10/02/2013 03:16 pm ET Updated Dec 02, 2013

TV Consumption: Traditional Subscriptions Dominate

PwC just completed some fascinating research on consumer attitudes and behavior relative to choice in video content. The goal of this research was to explore current video subscription services as well as desires for new services and package options. Specific objectives were to explore consumer desires and attitudes toward:
  • Consumers' current behavior and preferences for video packages, including why they prefer what they prefer,
  • Optimal video packages and amounts consumers are willing to pay,
  • Critical factors of influence for TV show/channel selection,
  • Willingness to watch ads in lieu of paying fees, by device,
  • Nature of interaction of mobile device use with traditional and online video
  • Consumption patterns related to content viewing: live versus recorded
What did we learn?
  1. Consumers generally subscribe to more than one service.
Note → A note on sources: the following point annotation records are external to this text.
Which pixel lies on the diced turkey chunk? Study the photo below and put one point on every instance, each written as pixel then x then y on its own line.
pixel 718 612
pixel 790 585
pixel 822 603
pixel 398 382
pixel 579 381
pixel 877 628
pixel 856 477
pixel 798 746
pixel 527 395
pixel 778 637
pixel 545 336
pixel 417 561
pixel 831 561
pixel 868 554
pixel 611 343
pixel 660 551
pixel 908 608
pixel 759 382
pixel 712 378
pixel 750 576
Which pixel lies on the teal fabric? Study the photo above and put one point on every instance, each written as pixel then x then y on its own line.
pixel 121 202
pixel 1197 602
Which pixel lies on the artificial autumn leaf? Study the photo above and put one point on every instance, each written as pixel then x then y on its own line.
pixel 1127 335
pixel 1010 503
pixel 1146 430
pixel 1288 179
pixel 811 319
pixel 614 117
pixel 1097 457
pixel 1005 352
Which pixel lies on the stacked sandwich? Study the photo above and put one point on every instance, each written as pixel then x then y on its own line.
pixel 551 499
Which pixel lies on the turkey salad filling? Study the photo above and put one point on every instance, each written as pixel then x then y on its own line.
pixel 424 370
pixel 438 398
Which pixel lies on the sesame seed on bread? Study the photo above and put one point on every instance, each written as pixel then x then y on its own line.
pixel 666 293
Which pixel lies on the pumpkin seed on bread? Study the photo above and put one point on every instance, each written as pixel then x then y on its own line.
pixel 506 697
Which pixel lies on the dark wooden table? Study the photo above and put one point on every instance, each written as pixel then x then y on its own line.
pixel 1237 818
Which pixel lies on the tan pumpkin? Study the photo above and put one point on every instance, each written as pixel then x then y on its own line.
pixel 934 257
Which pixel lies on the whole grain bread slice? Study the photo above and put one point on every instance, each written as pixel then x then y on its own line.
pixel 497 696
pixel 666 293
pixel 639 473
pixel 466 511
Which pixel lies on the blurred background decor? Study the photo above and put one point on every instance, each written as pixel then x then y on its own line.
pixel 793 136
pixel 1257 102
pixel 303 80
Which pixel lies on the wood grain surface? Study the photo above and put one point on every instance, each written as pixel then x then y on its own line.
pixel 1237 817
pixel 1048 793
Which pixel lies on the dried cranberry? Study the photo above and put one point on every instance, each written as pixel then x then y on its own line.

With traditional video subscriptions as the foundation, there is an opportunity to continue to make this venue even more viable with original programming and customization options.
  2. Consumers continue to want control over when and where they watch their TV content, and what it will be. TV Everywhere services are growing in usage and importance to consumers and can differentiate subscription providers. With this said, there is an opportunity to "push" live TV consumption, since certain shows (especially news, sports, and reality genres), can command more of a "live" presence.
  3. Customization is empowerment. Being able to design their own subscription packages gives consumers a sense of control - especially as it involves how they spend their money. They want to know that they are paying only for what they want to watch. There is an opportunity, via programming, "recommendation engines," and pricing options - designed by the subscription services - for subscription services to "excite" the consumer by making them feel more empowered. And also discover new content and channels.
  4. Having an online presence with a strong content recommendation engine opens the door to content discovery. In the absence of knowledge of the content specific services provide, consumers will consult online sources to find out about new programming. Even if friends and family make recommendations, there is a likelihood that online sources will be consulted to provide more information on programming. And some consumers believe the recommendation engine makes better recommendations due to a better understanding of their preferences than friends/family.
  5. Consumers are generally willing to watch ads in lieu of fees. This has become a mainstream expectation for consumers. And willingness increases with the ability to select advertising categories related to individual interests. Given that consumers are more receptive to viewing ads on the the larger screens, such as TV and computer, they will likely be more amenable to ad-attached packages for these formats than for tablets or mobile phones. Also, there may be an opportunity to "wean into" acceptance on the smaller screens if fees are more substantially reduced.
  6. The use of mobile devices while watching TV content is prevalent and, based on the qualitative discussion, on the rise. Consumers seem to enjoy the interaction between the television content and their mobile device. There is an opportunity to better integrate "live" shows, especially with the younger demographic, with content-related links for more information about the show. This increases engagement with the show and could perhaps promote more "live" viewership.
  7. There is a lack of consensus on the effect of increased availability of online content on the value of traditional subscriptions.

To maintain the value of traditional subscriptions, providers must continue to offer exclusive programming that is either not available online or is only available in a less timely fashion.